第8話 ピャン村を行く[LADAKH]

ピヤン村は、レーから約24km、車で30分のところにある。レー−カリギル−スリナガル街道からも見える16世紀半ばに建てられたピヤン寺が渓谷のほぼ中心に位置している。ピヤン寺を過ぎて裏に回ると、道路脇に生えた木立が涼しい木陰をつくっている。この一帯からは、ピヤン寺の裏側を前景にして、レー周辺では最も高い雪山ストク・カンリ山が遠景に見える。レー近辺から見える風景の中では、絶景であるにもかかわらずよく知られていない。外国人ツーリストもあまりこの地域に来ることはなく、のどかな谷間の農村を風景を楽しみながら落ち着いて歩くことができる。

ふと立ち寄った農家でお茶に呼ばれた。家の名前は、バカチョ家!
家長のツェワン・ノルブさん(61才)に村での生活についていろいろ聞いてみた。

ピャン村の緑 ツェワンさん夫婦と孫のプンツォク君
ピャン村の緑 ツェワンさん夫婦と孫のプンツォク君
バカチョ家下から リグジン・ノルブ女将さん56歳
バカチョ家下から リグジン・ノルブ女将さん56歳

私 この村では、どんな穀物や野菜が獲れるのですか?
ツェワン・ノルブさん(以下ツ) 裸麦、菜種油用の菜の花、キャベツ、ジャガイモ、トマトなどじゃけん。

私 おじさんちでは、家畜は飼っていますか?
ツ 牛が2頭、ゾ(牛とヤクの交配種のオス)が2頭、ゾモ(ゾのメス)が一頭おるんけの。昔は、羊が4、50頭いたばってん、放牧に出るもんがおらんけん、いまじゃ羊はおらんわ。

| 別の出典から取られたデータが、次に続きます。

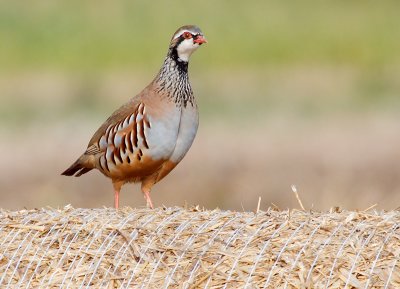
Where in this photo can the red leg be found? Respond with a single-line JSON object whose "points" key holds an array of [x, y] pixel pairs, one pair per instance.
{"points": [[147, 184], [148, 199], [117, 189]]}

私 農作物は、自分の家だけで消費しているのですか? 市場で売ったりしているのですか?
ツ そうよのお、ジャガイモなんかを売っちゃおるが、シーズン中でも月4000ルピーになるかならんかじゃな。 北の方の山脈を越えたヌプラ谷は、ここよりあったかくて昔は、玉ねぎをここまで持ってきたでのー。

私 下で新築の家が建っていますが、おじさんの家ですか?
ツ ありゃ娘と娘婿の家じゃ。わしにゃ娘が3人しかおらんけん、娘婿をとったんじゃ。娘夫婦にゃ二人の子供がおる。上は、ツェリン・チョゾム14才。下の子は、まだ1才半のプンツォク・ナムギャルじゃ。 娘婿は、トラックの運ちゃんで、軍隊さんと契約を結んどる。1日に3000ルピーも稼ぎよる。ええ婿をもらったもんじゃ。

娘と娘婿の新居 新居屋上からの眺め、ピャン寺裏側
娘と娘婿の新居 新居屋上からの眺め、ピャン寺の裏側

私 一日3000ルピーとはよい稼ぎですね。家を建てるのにどれくらいかかるんですか?
ツ よう知らんが出稼ぎ労働者の日当は、150ルピーからで、手に技を持つ大工にゃ300ルピーはらっとる。

私 冬は何しているんですか?
ツ おなごは、機織をしたりして、わしら男衆は、マニ車を回しとる。

私 正月には山の神様にお参りに行くんですか?
ツ この家の裏には、ユルハ・ミンゴ・ギャルモという女神が宿る聖なるミンゴ・ラトォ山があってのう、毎年正月には初詣に行くんばい。ダライ・ラマ法王もここら辺に来たときには、お祈りする尊い山でごわす。ほかにも、北の方には、ツェリン・チェンガという聖なる山があっての。そこにゃ太鼓の形をした岩があって、それをたたくと雨が降るちゅう噂じゃ。

私 この家の近くに赤く塗った岩がありますが、あれは何ですか?
ツ ありゃ数十年前、まだ中国がチベットを占領する前に、先代のディグン・キャブゴン・リンポチェ様がこの地方にいらっしゃって、あの岩は、ミンゴ・ラトォ山の秘密の入り口じゃとおっしゃったんじゃ。だからその後で岩を赤く塗っておる。

聖なるミンゴ・ラトォ 秘密の入口?
聖なるミンゴ・ラトォ 秘密の入口?

私 ピヤン村は、景色がよくていい村ですね。レーに住む気は、ないですか?
ツ わしゃここで生まれ、ここの暮らしが気にいっとる。レーにもちょこちょこ行くし、テレビで世界各国のことを見とるが、孫と遊んでいるこの村の暮らしが一番じゃ。

静かな農村の、のんびりしたひと時でした。